The major point is, how do you characterise your labour efficacy, that's the point of what we're trying to do. How do you reduce the amount of activities people need to take. And one of the major things we're doing is policy-driven lifecycle, so endpoints, the arrays in the data centre, are evergreen aware.

‘Cos we can

The reason Pure is able to make these pricing changes is because of the hardware technology now being used, as set out at the meeting by John `Coz' Colgrove. The application of Moore’s Law to Flash memory technology has led to the inevitable: storage capacity per device has shot up, while the cost per unit of storage capacity – and the power consumed - has shot down. That has meant that the days of hard disk storage devices are almost over: they can no longer match the capacity or the cost of Solid State Drives.

In addition, like all solid state devices. they tend to `suffer’ from what has traditionally been called `infant mortality’ – if they are going to fail, they usually die at the first test probe. If they work, then they work for their expected lifetime. According to Colgrove, Flash chips can be expected to work for some 30 years. In practice, earlier failures are most often down to other parts of the memory package, such as corroded connections or an external leak. To be on the safe side, Pure puts a 10-year lifetime on its memory modules. Colgrove said: 

We have direct flash modules in the field that are eight years old, we're still seeing in point 2% annual failure rates. Why is it way more reliable? Well, what is there to break? There are no moving parts, nothing to wear out. The thing that breaks is the software, and the real magic of this device is not what we put in, it's what we took out. 

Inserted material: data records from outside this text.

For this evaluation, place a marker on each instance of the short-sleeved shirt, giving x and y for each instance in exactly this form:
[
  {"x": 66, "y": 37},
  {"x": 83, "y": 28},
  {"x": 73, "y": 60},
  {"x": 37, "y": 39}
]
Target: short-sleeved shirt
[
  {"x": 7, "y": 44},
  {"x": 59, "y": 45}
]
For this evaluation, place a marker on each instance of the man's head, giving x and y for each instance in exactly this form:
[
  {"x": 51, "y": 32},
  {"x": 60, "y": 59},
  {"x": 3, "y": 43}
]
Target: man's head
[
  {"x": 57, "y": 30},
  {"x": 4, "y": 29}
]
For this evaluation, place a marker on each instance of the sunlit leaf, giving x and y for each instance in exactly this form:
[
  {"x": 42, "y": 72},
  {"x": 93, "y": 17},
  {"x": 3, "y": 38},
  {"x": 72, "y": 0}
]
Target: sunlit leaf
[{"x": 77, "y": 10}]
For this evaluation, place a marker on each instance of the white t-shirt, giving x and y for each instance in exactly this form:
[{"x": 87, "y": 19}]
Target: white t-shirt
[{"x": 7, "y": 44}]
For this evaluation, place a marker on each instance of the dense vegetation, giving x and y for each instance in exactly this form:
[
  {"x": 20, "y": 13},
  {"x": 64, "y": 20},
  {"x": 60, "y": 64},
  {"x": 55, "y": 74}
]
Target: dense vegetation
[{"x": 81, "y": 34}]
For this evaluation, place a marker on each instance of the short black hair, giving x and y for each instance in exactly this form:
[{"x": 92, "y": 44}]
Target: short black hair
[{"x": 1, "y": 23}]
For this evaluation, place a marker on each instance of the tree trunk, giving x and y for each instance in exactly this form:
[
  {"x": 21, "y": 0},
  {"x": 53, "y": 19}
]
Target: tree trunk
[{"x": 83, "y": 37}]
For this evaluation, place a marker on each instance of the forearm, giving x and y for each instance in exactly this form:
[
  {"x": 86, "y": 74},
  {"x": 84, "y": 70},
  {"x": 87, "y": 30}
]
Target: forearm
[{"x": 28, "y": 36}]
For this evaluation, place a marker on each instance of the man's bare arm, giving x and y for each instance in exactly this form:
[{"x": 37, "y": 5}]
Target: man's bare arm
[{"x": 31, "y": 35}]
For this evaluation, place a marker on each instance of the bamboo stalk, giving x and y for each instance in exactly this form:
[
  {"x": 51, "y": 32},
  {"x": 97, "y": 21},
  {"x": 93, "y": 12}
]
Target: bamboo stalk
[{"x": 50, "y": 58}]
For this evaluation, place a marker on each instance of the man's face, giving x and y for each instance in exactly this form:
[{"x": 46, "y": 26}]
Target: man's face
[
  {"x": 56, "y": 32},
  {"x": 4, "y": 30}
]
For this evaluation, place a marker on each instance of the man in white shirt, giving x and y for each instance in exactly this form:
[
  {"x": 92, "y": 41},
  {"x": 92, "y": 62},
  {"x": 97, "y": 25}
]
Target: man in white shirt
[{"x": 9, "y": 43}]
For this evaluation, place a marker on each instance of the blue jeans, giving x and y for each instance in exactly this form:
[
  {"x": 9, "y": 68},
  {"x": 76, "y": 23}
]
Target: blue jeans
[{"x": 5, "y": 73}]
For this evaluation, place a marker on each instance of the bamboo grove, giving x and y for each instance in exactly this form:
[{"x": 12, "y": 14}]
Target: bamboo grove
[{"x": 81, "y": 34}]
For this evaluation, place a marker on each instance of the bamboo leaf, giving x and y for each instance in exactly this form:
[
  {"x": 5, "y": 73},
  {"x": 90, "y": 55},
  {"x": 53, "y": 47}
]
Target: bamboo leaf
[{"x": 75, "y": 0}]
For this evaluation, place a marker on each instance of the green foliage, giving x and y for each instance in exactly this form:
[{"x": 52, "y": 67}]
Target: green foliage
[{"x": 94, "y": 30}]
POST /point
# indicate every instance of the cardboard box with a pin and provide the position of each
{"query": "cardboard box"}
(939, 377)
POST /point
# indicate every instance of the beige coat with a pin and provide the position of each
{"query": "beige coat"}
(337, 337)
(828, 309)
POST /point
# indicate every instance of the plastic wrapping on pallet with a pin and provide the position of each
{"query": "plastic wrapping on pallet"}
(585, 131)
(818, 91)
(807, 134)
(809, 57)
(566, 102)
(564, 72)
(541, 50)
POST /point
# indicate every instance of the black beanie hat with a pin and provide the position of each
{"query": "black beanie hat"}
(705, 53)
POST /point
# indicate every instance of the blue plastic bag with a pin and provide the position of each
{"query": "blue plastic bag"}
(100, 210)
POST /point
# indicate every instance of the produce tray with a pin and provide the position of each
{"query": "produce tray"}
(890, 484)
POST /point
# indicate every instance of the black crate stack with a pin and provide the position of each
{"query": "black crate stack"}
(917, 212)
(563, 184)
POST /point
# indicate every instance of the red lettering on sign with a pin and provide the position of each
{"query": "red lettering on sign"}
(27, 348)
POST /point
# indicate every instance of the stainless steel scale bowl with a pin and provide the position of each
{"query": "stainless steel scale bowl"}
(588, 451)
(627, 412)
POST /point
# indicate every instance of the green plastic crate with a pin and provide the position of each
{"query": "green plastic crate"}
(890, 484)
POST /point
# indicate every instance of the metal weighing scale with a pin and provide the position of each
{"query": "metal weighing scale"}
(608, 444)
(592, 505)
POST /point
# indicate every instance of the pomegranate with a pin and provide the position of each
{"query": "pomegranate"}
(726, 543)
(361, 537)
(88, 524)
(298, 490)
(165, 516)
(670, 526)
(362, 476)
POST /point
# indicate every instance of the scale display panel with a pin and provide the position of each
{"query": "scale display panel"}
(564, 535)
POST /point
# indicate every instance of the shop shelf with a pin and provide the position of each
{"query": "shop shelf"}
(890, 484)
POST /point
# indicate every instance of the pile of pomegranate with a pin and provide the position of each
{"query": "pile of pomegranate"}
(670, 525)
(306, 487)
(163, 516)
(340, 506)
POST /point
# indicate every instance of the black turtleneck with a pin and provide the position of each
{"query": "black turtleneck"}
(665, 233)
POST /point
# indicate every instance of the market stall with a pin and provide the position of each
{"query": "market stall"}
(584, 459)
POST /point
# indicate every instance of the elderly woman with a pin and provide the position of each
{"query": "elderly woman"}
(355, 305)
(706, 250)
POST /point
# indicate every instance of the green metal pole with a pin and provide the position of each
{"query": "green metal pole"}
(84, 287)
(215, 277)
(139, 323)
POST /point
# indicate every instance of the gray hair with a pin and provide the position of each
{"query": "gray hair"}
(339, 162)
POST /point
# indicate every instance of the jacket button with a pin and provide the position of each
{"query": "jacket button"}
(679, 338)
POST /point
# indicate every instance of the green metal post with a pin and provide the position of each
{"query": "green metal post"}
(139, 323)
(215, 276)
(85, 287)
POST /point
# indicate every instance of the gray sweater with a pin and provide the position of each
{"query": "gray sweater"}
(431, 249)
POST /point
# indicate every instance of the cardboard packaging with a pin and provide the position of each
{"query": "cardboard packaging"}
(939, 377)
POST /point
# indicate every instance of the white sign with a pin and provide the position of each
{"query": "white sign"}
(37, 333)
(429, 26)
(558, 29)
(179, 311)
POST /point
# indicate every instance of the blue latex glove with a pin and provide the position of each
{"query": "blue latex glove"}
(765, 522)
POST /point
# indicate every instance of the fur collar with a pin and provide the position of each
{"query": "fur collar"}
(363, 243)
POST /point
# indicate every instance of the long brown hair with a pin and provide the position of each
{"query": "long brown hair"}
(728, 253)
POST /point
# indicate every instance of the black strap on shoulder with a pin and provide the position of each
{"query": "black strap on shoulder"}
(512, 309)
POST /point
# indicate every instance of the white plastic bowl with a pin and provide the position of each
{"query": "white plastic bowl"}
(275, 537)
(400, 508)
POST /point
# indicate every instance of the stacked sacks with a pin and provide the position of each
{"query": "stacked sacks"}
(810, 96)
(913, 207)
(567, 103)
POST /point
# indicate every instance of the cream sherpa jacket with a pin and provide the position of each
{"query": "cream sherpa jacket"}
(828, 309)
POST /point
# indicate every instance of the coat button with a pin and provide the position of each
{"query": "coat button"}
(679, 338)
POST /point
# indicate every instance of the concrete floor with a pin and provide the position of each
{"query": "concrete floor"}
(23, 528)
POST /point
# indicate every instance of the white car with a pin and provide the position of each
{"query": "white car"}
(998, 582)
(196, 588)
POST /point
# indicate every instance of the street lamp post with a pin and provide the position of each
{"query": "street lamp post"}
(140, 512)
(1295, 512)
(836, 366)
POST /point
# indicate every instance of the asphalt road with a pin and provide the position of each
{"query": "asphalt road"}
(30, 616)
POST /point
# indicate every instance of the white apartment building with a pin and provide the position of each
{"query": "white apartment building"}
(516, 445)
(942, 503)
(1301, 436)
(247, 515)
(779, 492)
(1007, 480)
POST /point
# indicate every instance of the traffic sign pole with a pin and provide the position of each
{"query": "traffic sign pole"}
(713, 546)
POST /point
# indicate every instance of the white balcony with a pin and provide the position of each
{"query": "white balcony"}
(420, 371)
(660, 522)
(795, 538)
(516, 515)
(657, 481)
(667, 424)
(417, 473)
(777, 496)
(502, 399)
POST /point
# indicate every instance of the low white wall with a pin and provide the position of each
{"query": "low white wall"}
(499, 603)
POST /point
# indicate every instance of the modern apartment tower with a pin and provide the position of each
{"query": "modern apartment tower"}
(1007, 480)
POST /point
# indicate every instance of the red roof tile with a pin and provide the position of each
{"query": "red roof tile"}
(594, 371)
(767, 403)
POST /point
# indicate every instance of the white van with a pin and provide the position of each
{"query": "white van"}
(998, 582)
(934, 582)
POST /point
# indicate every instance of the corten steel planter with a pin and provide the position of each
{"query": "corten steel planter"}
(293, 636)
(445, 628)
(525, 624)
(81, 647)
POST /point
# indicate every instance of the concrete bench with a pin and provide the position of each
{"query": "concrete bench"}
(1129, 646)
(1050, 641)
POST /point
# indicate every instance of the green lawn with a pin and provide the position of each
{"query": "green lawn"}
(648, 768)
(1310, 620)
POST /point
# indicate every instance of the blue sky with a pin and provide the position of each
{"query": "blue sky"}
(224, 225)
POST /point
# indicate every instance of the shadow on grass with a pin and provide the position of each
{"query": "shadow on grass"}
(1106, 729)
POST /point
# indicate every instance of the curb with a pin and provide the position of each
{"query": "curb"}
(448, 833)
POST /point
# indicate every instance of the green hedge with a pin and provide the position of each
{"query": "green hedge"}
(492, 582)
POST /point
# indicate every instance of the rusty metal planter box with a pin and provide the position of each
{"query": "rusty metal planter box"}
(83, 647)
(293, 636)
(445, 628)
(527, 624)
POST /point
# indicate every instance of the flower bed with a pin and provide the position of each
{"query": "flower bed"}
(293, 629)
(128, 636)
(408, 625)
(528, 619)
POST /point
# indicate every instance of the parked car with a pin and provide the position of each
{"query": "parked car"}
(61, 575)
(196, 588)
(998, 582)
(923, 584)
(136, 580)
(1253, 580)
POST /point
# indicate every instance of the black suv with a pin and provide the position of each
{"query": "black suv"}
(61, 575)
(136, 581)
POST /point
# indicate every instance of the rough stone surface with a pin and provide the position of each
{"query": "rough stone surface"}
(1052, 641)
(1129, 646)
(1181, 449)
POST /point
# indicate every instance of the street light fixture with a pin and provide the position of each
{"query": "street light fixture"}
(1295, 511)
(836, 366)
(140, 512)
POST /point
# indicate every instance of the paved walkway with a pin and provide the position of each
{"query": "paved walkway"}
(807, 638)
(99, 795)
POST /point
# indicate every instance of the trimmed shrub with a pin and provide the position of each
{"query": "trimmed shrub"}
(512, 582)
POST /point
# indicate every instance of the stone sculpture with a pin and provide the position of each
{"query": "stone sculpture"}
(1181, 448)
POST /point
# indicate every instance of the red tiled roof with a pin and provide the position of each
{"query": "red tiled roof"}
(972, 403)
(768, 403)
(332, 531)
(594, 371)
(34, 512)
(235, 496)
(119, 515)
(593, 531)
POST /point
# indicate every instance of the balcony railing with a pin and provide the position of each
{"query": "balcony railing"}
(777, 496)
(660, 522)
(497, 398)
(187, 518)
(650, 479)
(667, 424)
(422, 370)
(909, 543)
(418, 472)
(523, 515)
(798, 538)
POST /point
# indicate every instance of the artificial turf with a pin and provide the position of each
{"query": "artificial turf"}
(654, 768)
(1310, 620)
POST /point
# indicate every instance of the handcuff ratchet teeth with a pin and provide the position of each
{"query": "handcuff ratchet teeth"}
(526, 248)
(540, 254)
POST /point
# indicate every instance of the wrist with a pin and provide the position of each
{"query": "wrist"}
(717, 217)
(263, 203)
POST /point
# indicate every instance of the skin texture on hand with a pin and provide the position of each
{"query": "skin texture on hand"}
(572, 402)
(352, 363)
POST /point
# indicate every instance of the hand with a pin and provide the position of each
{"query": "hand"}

One of the reasons we like electric cars is you don't have a carburettor, you don't have a fuel injection system, you don't have a crankshaft, you don't have a bunch of cylinders and all these things that go wrong.

The company has even removed some of the software problems by not using firmware or the complications of Flash translation. With its SSD modules, you do not overwrite NAND in place. When writing data, it uses a block erase and re-write approach, which reduces the number of re-write cycles per device, the one area where Flash can have a weak point. 

Each module works with a Flash translation layer built into the controller, which he defines as a small file system that remaps the data stored in all modules. He claims that using this approach provides much greater efficiency, much better data access and much lower failure rates.

He also talked about one important change in the way storage is measured. The increasing pressures coming from the energy consumption of data storage is obliging users to factor that into their planning much more directly, so while budgets are still planned in dollars, the next most important factor is no longer the number of Terabytes or Petabytes of storage needed, nor the number of racks required.

It is now the number of MegaWatts the system is going to consume. And when dollars per MW/hr is the all-important sum, the increasing capacity of Solid State Drives, coupled with their declining cost per byte, now play an increasingly vital role.